Fachzeitschrift für den Garten- und Landschaftsbau

Im Baumbestand der Städte und Gemeinden stellen neue Krankheiten und Schädlinge alle Akteure vor große Herausforderungen von der Baumüberwachung und den richtigen Maßnahmen im Schadensfall bis zu der Auswahl bei Neupflanzungen gibt es mehrere Fragen und Antworten. Darüber waren sich die Teilnehmer des Kongresses zur Baumgesundheit am 25. Januar 2017 auf der Internationalen Pflanzenmesse in Essen (IPM Essen) einig.

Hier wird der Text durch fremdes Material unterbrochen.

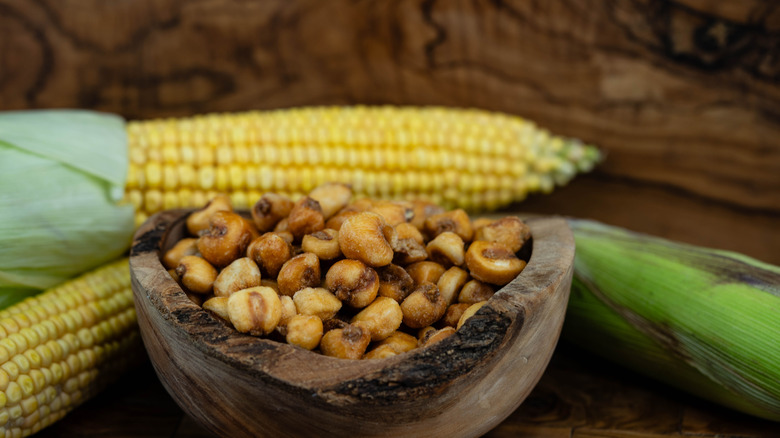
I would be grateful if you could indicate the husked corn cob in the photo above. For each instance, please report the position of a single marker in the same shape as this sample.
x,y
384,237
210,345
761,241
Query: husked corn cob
x,y
60,347
470,159
702,320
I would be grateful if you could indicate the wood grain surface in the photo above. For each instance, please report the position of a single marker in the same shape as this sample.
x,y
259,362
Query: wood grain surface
x,y
579,396
683,96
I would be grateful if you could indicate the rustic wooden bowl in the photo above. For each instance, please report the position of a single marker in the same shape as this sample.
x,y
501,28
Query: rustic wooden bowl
x,y
241,386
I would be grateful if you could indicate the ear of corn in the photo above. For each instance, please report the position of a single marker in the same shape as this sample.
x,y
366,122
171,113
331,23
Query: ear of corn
x,y
471,159
705,321
59,348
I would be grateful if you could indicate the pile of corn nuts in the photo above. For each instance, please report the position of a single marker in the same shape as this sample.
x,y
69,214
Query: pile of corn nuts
x,y
353,279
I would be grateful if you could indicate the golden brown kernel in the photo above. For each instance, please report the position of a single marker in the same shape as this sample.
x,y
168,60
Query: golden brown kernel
x,y
365,237
353,282
269,210
380,352
317,301
186,246
305,218
382,317
270,251
241,274
347,343
286,236
446,249
394,282
334,323
196,274
225,240
324,244
288,310
451,282
423,306
393,212
299,272
456,221
304,331
479,223
256,310
337,220
422,210
332,197
360,205
407,251
425,272
174,275
493,262
509,231
218,305
469,312
409,231
453,314
199,220
436,336
270,283
475,291
282,226
400,342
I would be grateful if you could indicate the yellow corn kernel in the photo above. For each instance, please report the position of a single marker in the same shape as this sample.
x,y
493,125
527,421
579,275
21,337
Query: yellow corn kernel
x,y
294,150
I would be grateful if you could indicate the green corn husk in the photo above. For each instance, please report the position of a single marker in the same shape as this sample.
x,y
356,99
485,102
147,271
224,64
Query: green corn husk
x,y
702,320
62,174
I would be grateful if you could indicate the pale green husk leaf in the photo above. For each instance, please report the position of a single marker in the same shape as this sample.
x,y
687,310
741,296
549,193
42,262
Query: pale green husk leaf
x,y
62,173
703,320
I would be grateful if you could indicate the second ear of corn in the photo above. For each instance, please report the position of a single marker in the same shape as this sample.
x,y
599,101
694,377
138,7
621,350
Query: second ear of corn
x,y
471,159
702,320
61,347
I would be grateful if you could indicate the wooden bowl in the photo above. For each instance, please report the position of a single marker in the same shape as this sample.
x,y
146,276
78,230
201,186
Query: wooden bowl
x,y
240,386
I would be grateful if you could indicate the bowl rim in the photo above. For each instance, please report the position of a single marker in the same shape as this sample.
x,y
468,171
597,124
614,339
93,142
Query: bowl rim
x,y
481,337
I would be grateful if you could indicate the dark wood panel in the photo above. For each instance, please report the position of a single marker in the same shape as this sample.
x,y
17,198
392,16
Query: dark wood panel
x,y
683,96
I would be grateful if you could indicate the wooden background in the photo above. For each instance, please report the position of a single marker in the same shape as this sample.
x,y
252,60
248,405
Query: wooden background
x,y
684,96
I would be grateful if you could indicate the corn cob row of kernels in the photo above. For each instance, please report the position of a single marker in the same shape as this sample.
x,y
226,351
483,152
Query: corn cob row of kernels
x,y
59,348
471,159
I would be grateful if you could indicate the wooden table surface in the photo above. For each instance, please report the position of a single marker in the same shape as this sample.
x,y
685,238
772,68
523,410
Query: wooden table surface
x,y
578,396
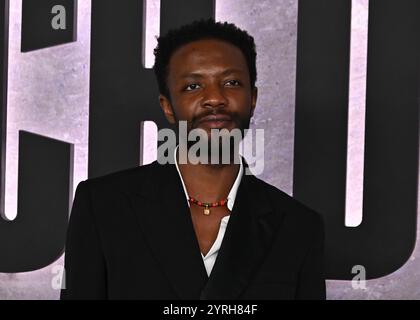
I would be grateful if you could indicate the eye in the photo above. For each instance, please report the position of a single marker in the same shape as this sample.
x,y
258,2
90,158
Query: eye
x,y
234,83
192,87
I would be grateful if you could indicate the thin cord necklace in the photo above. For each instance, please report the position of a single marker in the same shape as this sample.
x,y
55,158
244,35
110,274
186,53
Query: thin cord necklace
x,y
208,205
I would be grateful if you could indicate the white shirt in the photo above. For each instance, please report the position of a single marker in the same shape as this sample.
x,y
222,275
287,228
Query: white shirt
x,y
210,258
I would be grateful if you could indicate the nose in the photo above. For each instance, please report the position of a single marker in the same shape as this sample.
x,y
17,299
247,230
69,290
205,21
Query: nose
x,y
214,97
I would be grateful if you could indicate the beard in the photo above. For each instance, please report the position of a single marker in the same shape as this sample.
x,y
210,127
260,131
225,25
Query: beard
x,y
222,145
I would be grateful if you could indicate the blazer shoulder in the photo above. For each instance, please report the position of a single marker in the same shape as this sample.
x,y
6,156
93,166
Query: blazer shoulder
x,y
292,208
126,178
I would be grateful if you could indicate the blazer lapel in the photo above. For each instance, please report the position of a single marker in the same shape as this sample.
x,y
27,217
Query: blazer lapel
x,y
164,218
249,234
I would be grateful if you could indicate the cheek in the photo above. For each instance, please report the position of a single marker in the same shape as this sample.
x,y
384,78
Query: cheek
x,y
184,108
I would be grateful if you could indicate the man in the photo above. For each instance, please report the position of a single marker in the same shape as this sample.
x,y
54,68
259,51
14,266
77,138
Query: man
x,y
195,231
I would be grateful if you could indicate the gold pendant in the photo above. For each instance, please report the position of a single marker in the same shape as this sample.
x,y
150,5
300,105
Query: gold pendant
x,y
206,210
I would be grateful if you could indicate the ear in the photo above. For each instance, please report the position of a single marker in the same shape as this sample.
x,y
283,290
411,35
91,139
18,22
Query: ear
x,y
254,100
166,106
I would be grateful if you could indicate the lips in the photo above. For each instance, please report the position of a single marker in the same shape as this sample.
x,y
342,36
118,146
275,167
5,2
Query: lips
x,y
215,121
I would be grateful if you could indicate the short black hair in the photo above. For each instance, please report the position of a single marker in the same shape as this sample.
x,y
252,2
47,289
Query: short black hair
x,y
198,30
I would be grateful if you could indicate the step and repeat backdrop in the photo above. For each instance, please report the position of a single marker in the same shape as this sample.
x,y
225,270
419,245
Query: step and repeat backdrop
x,y
339,100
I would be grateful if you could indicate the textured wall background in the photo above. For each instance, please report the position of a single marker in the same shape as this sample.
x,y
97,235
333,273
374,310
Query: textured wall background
x,y
273,23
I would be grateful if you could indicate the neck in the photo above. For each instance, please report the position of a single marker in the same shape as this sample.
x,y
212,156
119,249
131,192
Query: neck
x,y
208,182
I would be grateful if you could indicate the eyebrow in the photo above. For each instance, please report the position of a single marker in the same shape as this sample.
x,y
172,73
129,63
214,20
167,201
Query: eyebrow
x,y
198,75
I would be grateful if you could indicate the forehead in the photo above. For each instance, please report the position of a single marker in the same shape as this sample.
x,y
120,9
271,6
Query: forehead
x,y
206,55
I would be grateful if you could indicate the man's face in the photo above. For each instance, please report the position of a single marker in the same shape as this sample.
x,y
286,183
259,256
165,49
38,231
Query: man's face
x,y
209,86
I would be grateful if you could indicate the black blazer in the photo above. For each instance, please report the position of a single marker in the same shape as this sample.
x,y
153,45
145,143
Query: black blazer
x,y
131,236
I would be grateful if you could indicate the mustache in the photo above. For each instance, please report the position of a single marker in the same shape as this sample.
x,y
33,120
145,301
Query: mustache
x,y
209,115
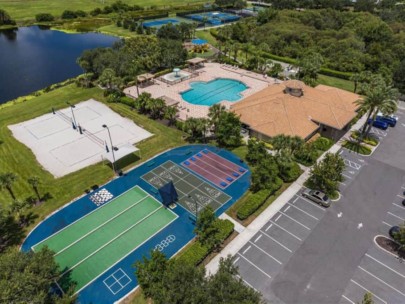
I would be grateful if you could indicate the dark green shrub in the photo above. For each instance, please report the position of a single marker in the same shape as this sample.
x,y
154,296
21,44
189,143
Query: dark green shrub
x,y
44,17
256,200
322,143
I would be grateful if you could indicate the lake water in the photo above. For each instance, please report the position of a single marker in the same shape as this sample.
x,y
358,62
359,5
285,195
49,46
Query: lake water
x,y
32,58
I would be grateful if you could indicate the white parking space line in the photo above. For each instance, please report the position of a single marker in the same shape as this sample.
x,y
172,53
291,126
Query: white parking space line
x,y
295,221
398,205
251,263
362,287
347,299
311,203
289,250
290,233
382,281
268,254
394,215
310,215
246,250
386,266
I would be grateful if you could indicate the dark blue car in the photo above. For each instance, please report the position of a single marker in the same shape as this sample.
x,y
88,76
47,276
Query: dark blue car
x,y
389,120
379,124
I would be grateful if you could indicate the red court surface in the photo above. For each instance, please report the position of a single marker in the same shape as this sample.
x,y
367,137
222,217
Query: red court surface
x,y
216,169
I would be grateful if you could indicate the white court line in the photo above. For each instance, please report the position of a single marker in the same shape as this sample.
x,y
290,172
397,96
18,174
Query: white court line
x,y
164,227
282,228
362,287
86,215
289,250
311,203
112,240
251,263
269,227
393,270
394,215
98,227
269,255
304,212
246,249
398,205
346,298
295,221
393,288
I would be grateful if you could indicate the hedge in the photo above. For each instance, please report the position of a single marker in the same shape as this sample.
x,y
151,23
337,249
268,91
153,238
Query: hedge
x,y
256,200
197,252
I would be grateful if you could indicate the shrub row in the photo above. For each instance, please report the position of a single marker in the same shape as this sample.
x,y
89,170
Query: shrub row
x,y
197,252
256,200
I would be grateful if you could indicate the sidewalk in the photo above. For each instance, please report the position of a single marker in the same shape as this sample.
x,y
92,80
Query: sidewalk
x,y
247,233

Peter Menke (DGS), Franz-Josef Gövert , Karsten Jocksch, Gerhard Renker, Markus Guhl (BdB) und Helmut Selders (BGL) (v.l.n.r..) Foto: BdB

Die Messe Essen hatte in Kooperation mit dem Bund deutscher Baumschulen (BdB) e.V. und der Stiftung DIE GRÜNE STADT (DGS) zur Fachdiskussion geladen. Wie man mit einer anhaltend hohen Zahl von Baumschäden durch Insekten, Pilze und Bakterien umgehen kann, war die Frage, mit der sich die Teilnehmenden in drei Impulsvorträgen und einer anschließenden Plenumsdiskussion beschäftigten. Redner waren Gerhard Renker vom Pflanzenschutzdienst der Landwirtschaftskammer NRW, Franz-Josef Gövert vom Grünflächenamt Münster und Karsten Jocksch vom Sachverständigenbüro Leitsch.

Quarantänemaßnahmen

Mit Pflanzenschädlingen und -krankheiten beschäftigen Menschen sich, solange sie sesshaft sind, Ackerbau betreiben und Gärten anlegen. In einer globalisierten Welt, in der Warenaustausch über weite Distanzen auf dem Landweg, im Wasser und in der Luft alltäglich geworden sind, wandern jedoch immer neue ein. „Neu bedeutet, dass diese Schädlinge und Krankheiten bisher nicht in Europa heimisch waren oder zumindest nicht in größerem Maße aufgetreten sind“, erklärte Gerhard Renker. „Der erste Schritt ist die Beobachtung in Form von Monitorings an neuralgischen Punkten wie Einlassstellen und Importzentren. Im zweiten Schritt muss geklärt werden, ob der jeweilige Organismus ein Schadensrisiko für Kulturpflanzen oder für heimische Pflanzengesellschaften darstellt.“ Risikoanalysen (PRA) werden von der EPPO (European Plant Protection Organisation) und dem JKI (Julius Kühn-Institut, Bundesforschungsinstitut für Nutzpflanzen) durchgeführt. Anschließende Bekämpfungsmaßnahmen finden auf Grundlage gesetzlicher Regelungen statt. Maßgeblich sind hier die EU-Richtlinie 2000/29/EG (Quarantänerichtlinie) und in Deutschland das Pflanzenschutzgesetz (PflSchG). „Ziel ist es, die Einschleppung neuer Krankheiten und Schädlinge zu verhindern oder direkt nach der ersten Feststellung des Auftretens auszurotten“, so Renker.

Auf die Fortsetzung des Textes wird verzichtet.